# Assignment 05
#### Python Basics V - Text Processing

This tutorial was written by Terry L. Ruas (University of Göttingen). The references for external contributors for which this material was anyhow adapted/inspired are in the Acknowledgments section (end of the document).

This notebook will cover the following tasks:

1. Text Pre-Processing
2. Simple Text Analysis

## Task 01 – Text Pre-Processing
A computational analysis of natural language text typically requires several pre-processing steps, such as excluding irrelevant text parts, separating the text into words, phrases, or sentences depending on the analysis use case, removing so-called stop words, i.e., words that contain little to no semantic meaning, and normalizing the texts, e.g., by removing punctuation and capitalization.

Use the *download_file()* function developed in the past assignments to download the plain text versions of Shakespeare’s play [Macbeth](https://ia802707.us.archive.org/1/items/macbeth02264gut/0ws3410.txt) and Bacon’s [New Atlantis](https://ia801309.us.archive.org/24/items/newatlantis02434gut/nwatl10.txt). If you choose not to implement assignment 4, task 6, download the files manually. We will also provide some txt files.

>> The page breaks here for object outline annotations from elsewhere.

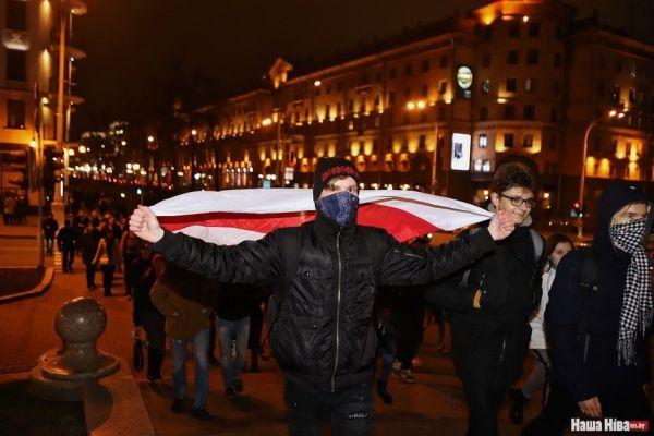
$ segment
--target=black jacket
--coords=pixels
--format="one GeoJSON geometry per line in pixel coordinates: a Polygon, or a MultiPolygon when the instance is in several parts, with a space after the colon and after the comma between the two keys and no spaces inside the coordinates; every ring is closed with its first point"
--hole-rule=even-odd
{"type": "Polygon", "coordinates": [[[647,338],[638,337],[637,364],[618,365],[618,330],[631,256],[613,244],[609,227],[613,216],[630,203],[651,203],[651,199],[627,184],[611,185],[600,198],[592,245],[597,263],[597,292],[583,294],[580,288],[579,251],[561,259],[549,291],[545,325],[553,382],[560,383],[577,402],[638,388],[649,379],[647,338]],[[580,328],[581,319],[588,319],[585,328],[580,328]]]}
{"type": "Polygon", "coordinates": [[[529,228],[519,227],[473,265],[467,283],[459,271],[427,291],[429,302],[450,313],[455,365],[464,382],[506,389],[520,377],[540,296],[538,264],[529,228]],[[473,307],[477,289],[481,308],[473,307]]]}
{"type": "Polygon", "coordinates": [[[222,282],[271,284],[280,302],[270,331],[279,365],[296,383],[336,391],[371,382],[377,284],[426,283],[494,246],[483,231],[436,249],[411,249],[382,229],[340,228],[318,215],[299,228],[278,229],[234,246],[166,232],[153,250],[222,282]],[[378,247],[375,255],[362,254],[363,233],[370,246],[378,247]],[[288,249],[284,240],[295,243],[288,249]],[[296,267],[289,271],[291,257],[296,267]]]}

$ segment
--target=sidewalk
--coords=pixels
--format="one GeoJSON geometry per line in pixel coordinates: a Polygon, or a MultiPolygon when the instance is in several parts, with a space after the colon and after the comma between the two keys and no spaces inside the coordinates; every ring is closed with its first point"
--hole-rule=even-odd
{"type": "Polygon", "coordinates": [[[28,215],[27,223],[22,226],[4,226],[0,220],[0,238],[36,239],[39,228],[38,217],[33,215],[28,215]]]}
{"type": "MultiPolygon", "coordinates": [[[[86,291],[84,272],[76,265],[75,272],[57,274],[50,290],[43,296],[0,305],[0,373],[24,372],[34,366],[38,356],[48,349],[59,347],[53,329],[55,315],[59,307],[75,296],[96,298],[106,308],[107,329],[98,348],[124,358],[132,356],[132,304],[126,301],[122,283],[117,280],[116,296],[105,298],[101,290],[86,291]]],[[[99,282],[99,275],[96,282],[99,282]]],[[[459,380],[453,375],[453,364],[447,354],[435,352],[435,328],[427,330],[425,344],[421,349],[424,364],[416,367],[416,383],[408,385],[391,377],[389,390],[393,405],[386,405],[375,397],[375,435],[462,435],[467,425],[467,407],[459,380]]],[[[269,351],[268,351],[269,352],[269,351]]],[[[246,361],[249,364],[249,361],[246,361]]],[[[228,401],[218,367],[210,370],[210,395],[208,410],[215,416],[202,422],[189,413],[170,412],[172,380],[170,355],[164,365],[165,379],[156,384],[145,378],[145,372],[135,373],[149,415],[159,435],[287,435],[286,405],[281,373],[275,363],[263,362],[262,373],[245,373],[244,396],[228,401]]],[[[193,365],[187,367],[189,398],[193,392],[193,365]]],[[[534,402],[526,411],[531,417],[538,410],[534,402]]],[[[505,408],[500,413],[501,434],[520,434],[520,427],[508,422],[505,408]]]]}

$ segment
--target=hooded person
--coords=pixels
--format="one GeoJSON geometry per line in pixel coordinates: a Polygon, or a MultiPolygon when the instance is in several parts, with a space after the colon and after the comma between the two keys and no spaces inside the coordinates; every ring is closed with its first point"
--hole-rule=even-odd
{"type": "Polygon", "coordinates": [[[359,171],[322,159],[314,174],[316,218],[259,241],[221,246],[159,226],[140,206],[130,229],[172,263],[222,282],[271,286],[269,339],[284,375],[292,435],[372,432],[371,385],[378,284],[424,284],[495,249],[513,226],[504,214],[488,229],[431,249],[400,244],[383,229],[356,225],[359,171]]]}
{"type": "Polygon", "coordinates": [[[634,185],[610,185],[597,204],[592,247],[559,263],[545,312],[553,387],[525,434],[560,435],[580,410],[592,419],[646,420],[652,428],[643,390],[654,310],[645,251],[651,210],[634,185]]]}

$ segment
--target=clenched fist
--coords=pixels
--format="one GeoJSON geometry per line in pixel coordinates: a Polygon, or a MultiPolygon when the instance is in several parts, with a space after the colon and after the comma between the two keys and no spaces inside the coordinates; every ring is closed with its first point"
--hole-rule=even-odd
{"type": "Polygon", "coordinates": [[[495,241],[501,241],[502,239],[508,238],[514,229],[516,225],[513,223],[513,219],[506,210],[499,210],[495,214],[488,225],[488,232],[491,232],[491,235],[495,241]]]}
{"type": "Polygon", "coordinates": [[[130,217],[130,230],[147,242],[157,242],[164,238],[164,229],[149,207],[138,206],[130,217]]]}

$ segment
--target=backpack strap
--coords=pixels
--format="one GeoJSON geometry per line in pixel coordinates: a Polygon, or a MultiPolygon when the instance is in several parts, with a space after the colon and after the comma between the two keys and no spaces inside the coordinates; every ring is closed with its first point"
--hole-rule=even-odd
{"type": "Polygon", "coordinates": [[[581,264],[579,267],[579,288],[581,290],[581,316],[577,326],[577,339],[584,341],[583,361],[585,362],[589,348],[589,325],[593,301],[597,295],[597,259],[592,249],[580,249],[581,264]]]}
{"type": "Polygon", "coordinates": [[[266,337],[259,344],[261,349],[263,349],[270,339],[272,327],[275,327],[279,320],[279,315],[281,314],[283,303],[286,302],[289,283],[291,282],[292,277],[298,274],[301,244],[300,229],[300,227],[284,229],[278,231],[276,235],[283,257],[283,274],[281,275],[281,280],[277,283],[275,292],[272,292],[272,301],[268,302],[268,313],[274,315],[274,319],[269,322],[267,326],[268,331],[266,331],[266,337]],[[272,304],[275,305],[274,307],[271,307],[272,304]]]}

Inspect these real-world texts manually to get an idea of what needs to be done to clean and prepare
the texts for computational analysis. Implement the following functions to perform common pre-processing steps on the texts:
1. *get_speaker_text()* – returns only the text spoken by the characters in the plays and removes all other text in the files, such as:
    - Information about the file, acknowledgements, copyright notices etc.
    - Headings indicating the act and scene
    - Stage instructions
    - Character names
2. *normalize_text()*
    - converts all text to lower case
    - removes all punctuation from the texts
3. *remove_stopwords()* – eliminates all stop words that are part of the list of English stop words (we provide two lists of stopwords, try both and see how they perform)
4. *tokenize_text()* – splits the cleaned text into words

This program is a pre-req for the next one.

In [18]:
import re

def correct_ocr_errors(text):
    #  vowels {V}
    vowel = {"a", "e", "i", "o", "y"}
    #  consonants {C}
    cons = {"q", "w", "r", "t", "p", "s", "d", "f", "h", "j", "k", "l", "c", "x", "b", "n", "m"}

    # 'd -> ed
    text = re.sub("\'d", "ed", text)

    chars = list(text)
    for i in range(len(chars)):
        # v{C} -> u
        if chars[i] == "v" and chars[i + 1] in cons:
            chars[i] = "u"
            i += 1
        # {C,V}u{V} -> v
        if chars[i] == "u" and chars[i + 1] in vowel and chars[i - 1] != "q":
            chars[i] = "v"
            i += 1
        # {C}ne -> {C}n in verbs and some nouns
        if chars[i] == " " and chars[i - 1] == "e" and chars[i - 2] == "n" and chars[i - 3] in cons:
            chars[i - 1] = ""
    # .*esse plural in nouns and adjectives (and some infinitive forms)
    text = "".join(chars)
    text = re.sub("esse ", "ess ", text)
    # {C}ye -> {C}ie
    text = re.sub("ie\s", "y ", text)
    # ie -> y at ending
    text = re.sub("ie ", "y ", text)
    # io -> j at beginning
    text = re.sub(" iu", " ju", text)
    return text

In [26]:
import os
from urllib import request
from urllib.error import HTTPError, URLError
from urllib.request import urlopen


path = str(os.getcwd())+ "\Macbeth.txt"
path2 = str(os.getcwd())+ "\eng_stop_words.txt"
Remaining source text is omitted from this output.